The G.I. Bill began as part of a third wave of Roosevelt’s New Deal legislation. Veteran’s organization in the country, including the American Legion supported benefits. Most Americans were wanting to show their gratitude to those who had fought the good war. Congress was looking for a means of ensuring that returning servicemen readjust to civilian life. They would become voters.
Servicemen returning from World War I had not been treated so well. After much agitation by veterans, the Coolidge Administration finally agreed to a bonus. But it was in the form of government bonds worth $7000 (2006 dollars) and not redeemable until 1944. A protest by veterans in Washington in 1932 (the Bonus Army) had been broken up by the army under orders from President Herbert Hoover and led by General Douglas Macarthur. It was a public relations disaster for the Hoover Administration. Everyone wanted to avoid a repeat of that spectacle.
Despite Roosevelt’s intentions, the G.I. Bill was not colorblind.

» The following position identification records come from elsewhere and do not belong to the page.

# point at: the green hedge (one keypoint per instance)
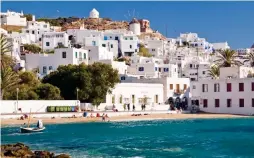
(61, 108)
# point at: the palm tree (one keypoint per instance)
(227, 58)
(250, 59)
(9, 78)
(214, 72)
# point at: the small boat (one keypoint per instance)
(31, 130)
(38, 128)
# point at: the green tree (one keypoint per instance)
(28, 78)
(93, 81)
(214, 71)
(104, 78)
(25, 93)
(32, 48)
(47, 92)
(29, 17)
(250, 58)
(227, 58)
(143, 51)
(70, 77)
(9, 78)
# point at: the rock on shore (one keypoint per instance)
(22, 150)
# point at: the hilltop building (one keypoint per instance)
(13, 18)
(94, 14)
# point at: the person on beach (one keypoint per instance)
(103, 117)
(124, 107)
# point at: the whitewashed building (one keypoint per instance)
(133, 94)
(13, 18)
(47, 63)
(94, 13)
(97, 53)
(231, 93)
(51, 40)
(129, 45)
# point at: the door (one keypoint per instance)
(177, 88)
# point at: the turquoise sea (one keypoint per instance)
(199, 138)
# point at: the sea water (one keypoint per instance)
(200, 138)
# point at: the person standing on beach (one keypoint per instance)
(124, 107)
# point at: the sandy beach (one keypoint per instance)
(119, 118)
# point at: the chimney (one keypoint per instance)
(33, 18)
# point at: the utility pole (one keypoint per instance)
(197, 65)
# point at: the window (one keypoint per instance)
(156, 98)
(63, 54)
(205, 87)
(229, 102)
(133, 99)
(229, 87)
(121, 99)
(185, 86)
(241, 87)
(165, 69)
(205, 103)
(217, 103)
(44, 69)
(141, 69)
(216, 87)
(80, 55)
(241, 102)
(113, 99)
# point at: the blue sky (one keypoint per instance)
(216, 21)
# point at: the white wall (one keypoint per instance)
(223, 95)
(139, 90)
(11, 106)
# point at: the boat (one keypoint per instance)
(38, 128)
(31, 130)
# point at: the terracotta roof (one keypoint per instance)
(134, 20)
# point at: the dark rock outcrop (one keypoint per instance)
(22, 150)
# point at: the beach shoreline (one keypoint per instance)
(121, 118)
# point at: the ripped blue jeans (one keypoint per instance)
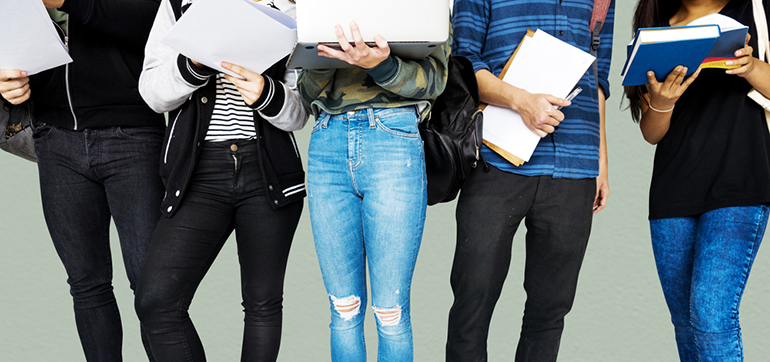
(704, 263)
(367, 199)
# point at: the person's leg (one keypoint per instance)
(126, 161)
(264, 237)
(181, 252)
(490, 208)
(390, 174)
(558, 226)
(78, 218)
(673, 244)
(335, 214)
(728, 241)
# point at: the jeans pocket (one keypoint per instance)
(400, 123)
(322, 121)
(42, 131)
(140, 133)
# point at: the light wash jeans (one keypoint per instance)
(367, 197)
(703, 263)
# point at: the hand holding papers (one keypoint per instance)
(242, 32)
(542, 64)
(30, 41)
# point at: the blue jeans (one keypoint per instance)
(367, 198)
(703, 263)
(86, 178)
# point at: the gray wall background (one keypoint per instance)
(619, 314)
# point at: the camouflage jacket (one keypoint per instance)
(393, 83)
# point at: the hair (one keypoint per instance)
(649, 13)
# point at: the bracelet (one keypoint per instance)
(660, 110)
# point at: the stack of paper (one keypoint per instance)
(241, 32)
(542, 64)
(30, 41)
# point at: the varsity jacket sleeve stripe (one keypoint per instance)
(162, 84)
(280, 103)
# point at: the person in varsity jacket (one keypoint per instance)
(229, 162)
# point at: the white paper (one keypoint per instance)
(30, 41)
(241, 32)
(544, 65)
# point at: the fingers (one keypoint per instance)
(361, 47)
(652, 80)
(691, 79)
(602, 195)
(237, 69)
(342, 39)
(7, 74)
(556, 101)
(18, 96)
(382, 44)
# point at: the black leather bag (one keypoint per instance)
(16, 127)
(453, 133)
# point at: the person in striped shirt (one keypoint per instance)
(556, 193)
(229, 163)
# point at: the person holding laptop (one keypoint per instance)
(367, 185)
(229, 163)
(556, 193)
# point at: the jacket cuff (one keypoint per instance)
(384, 71)
(191, 73)
(271, 100)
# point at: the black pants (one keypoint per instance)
(226, 193)
(557, 213)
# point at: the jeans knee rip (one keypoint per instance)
(388, 316)
(347, 307)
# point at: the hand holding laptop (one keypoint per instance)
(360, 54)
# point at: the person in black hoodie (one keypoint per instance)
(229, 163)
(98, 147)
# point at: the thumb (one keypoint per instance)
(6, 74)
(558, 101)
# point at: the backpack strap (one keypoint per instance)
(760, 19)
(601, 7)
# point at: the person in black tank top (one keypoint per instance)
(711, 180)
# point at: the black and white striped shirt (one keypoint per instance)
(232, 118)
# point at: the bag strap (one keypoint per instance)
(760, 20)
(598, 16)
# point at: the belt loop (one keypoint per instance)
(370, 114)
(324, 119)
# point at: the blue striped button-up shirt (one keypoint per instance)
(488, 31)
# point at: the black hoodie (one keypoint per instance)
(99, 88)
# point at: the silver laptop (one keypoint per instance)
(413, 28)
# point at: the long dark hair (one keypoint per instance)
(649, 13)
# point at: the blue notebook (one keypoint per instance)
(663, 49)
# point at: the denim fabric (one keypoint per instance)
(367, 197)
(703, 263)
(86, 178)
(558, 215)
(226, 193)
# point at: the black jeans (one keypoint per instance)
(558, 214)
(226, 193)
(86, 177)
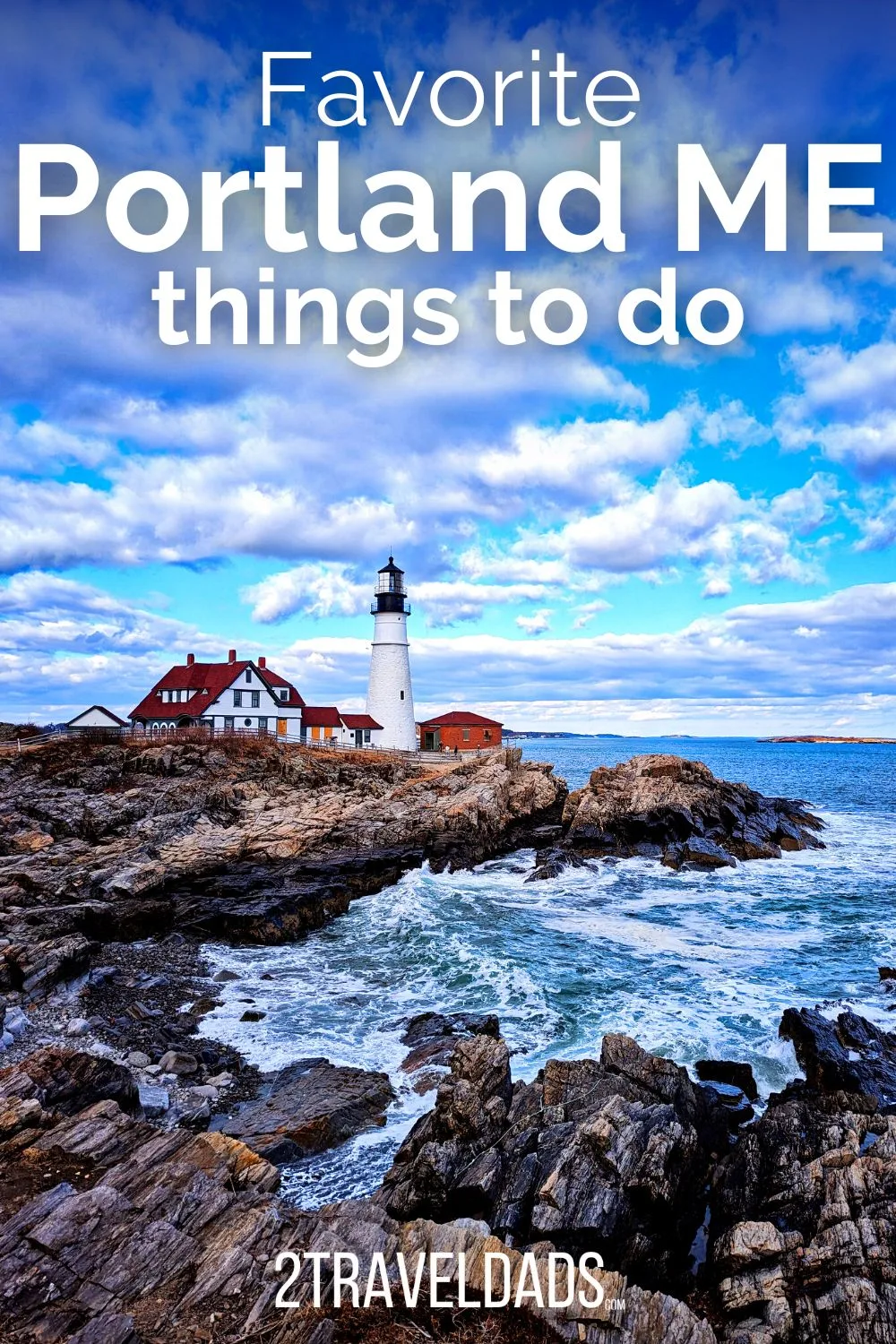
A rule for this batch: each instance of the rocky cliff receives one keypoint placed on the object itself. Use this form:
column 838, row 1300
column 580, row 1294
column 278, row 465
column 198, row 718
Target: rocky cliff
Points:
column 662, row 806
column 778, row 1233
column 239, row 840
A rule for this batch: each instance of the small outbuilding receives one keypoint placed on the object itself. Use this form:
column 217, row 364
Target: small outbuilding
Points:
column 461, row 730
column 96, row 719
column 362, row 730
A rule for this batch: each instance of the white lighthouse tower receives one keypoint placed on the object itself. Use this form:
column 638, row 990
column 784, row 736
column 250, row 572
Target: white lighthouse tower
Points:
column 390, row 698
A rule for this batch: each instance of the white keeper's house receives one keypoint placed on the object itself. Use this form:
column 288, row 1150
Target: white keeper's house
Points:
column 247, row 696
column 228, row 696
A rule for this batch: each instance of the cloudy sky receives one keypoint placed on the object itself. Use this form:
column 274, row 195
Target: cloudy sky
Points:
column 595, row 537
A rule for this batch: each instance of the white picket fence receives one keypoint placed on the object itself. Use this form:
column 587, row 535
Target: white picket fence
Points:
column 21, row 745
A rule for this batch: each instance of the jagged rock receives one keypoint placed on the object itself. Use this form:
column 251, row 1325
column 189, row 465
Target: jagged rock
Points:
column 802, row 1225
column 153, row 1101
column 69, row 1080
column 309, row 1107
column 549, row 863
column 675, row 809
column 163, row 838
column 849, row 1054
column 610, row 1155
column 179, row 1062
column 433, row 1038
column 728, row 1072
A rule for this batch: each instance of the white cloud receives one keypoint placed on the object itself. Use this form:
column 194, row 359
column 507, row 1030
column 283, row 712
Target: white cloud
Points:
column 847, row 406
column 535, row 624
column 583, row 457
column 734, row 426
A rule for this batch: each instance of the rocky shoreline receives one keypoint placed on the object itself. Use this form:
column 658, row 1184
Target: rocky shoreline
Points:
column 139, row 1163
column 712, row 1233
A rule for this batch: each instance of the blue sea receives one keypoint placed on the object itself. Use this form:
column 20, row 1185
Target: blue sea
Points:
column 689, row 964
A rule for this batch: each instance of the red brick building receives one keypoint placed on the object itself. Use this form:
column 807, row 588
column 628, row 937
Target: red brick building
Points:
column 460, row 728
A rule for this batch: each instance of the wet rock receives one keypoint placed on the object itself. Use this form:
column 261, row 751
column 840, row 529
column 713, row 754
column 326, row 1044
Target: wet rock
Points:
column 610, row 1156
column 678, row 808
column 69, row 1080
column 153, row 1101
column 433, row 1038
column 849, row 1054
column 802, row 1233
column 549, row 863
column 728, row 1072
column 182, row 849
column 697, row 852
column 15, row 1021
column 734, row 1101
column 179, row 1062
column 309, row 1107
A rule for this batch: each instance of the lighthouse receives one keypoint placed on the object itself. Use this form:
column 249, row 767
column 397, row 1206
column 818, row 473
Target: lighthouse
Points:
column 390, row 698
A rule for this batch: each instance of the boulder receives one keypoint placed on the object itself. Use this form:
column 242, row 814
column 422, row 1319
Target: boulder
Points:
column 433, row 1038
column 69, row 1080
column 308, row 1107
column 676, row 809
column 607, row 1155
column 849, row 1054
column 802, row 1239
column 179, row 1062
column 728, row 1072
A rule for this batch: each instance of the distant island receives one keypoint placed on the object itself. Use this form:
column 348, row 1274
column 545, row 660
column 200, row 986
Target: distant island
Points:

Representative John Rankin, Mississippi, and head of the House committee on veteran’s legislation understood that benefits given to returning black soldiers would transform the South’s racial politics. Initially hoping to block the bill, Rankin managed to get a provision which turned the awarding of benefits over to local and state officials.
In this and other ways the nation’s generosity did not extend equally to black Americans. Nor to the millions of defense workers, many of them women, who had also interrupted their lives to fight the good war.
Most universities and colleges welcomed returning veterans to their classrooms, emptied in the ’40s by the military draft. Though Humes points out that some patronizing university educators were “concerned” about how returning veterans would fare in their elitist institutions. Many would be the first of their family to enter college; some were high school dropouts.
It turns out that G.I.s were ‘over achievers.’ They were serious about wanting a college education and then getting on with their lives. In 1956, six years after most G.I.s had graduated and gone off to jobs and families, Iowa State University faculty were still commenting on what good students they had been.
The G.I. Bill also altered the landscape of urban America. The no-downpayment and low-interest mortgages created a huge demand for modest, “starter homes.” Since there had been little housing built during the Depression and the War, the Bill was welcomed by the housing industry. There was, however, little in the way of urban planning, and most of the new housing was mass-produced and built in the suburbs and largely for whites veterans.
Housing was a lead sector with a huge linkage effect to the furniture, appliance, and houseware industries. Detroit loved the new drive to the suburbs. In other words housing was vital to the American economy’s survival with the end of war production.
The G.I. bill created a class of capitalists who owned a house and hence an asset. They became part of the ‘ownership society.’ Perhaps ‘ownership’ was one reason for veterans tending to become more conservative as years passed. Humes notes that World War II veterans often opposed similar benefits for the veterans of the Vietnam War. The “greatest generation” having benefited from big-government programs, ultimately opposed big government.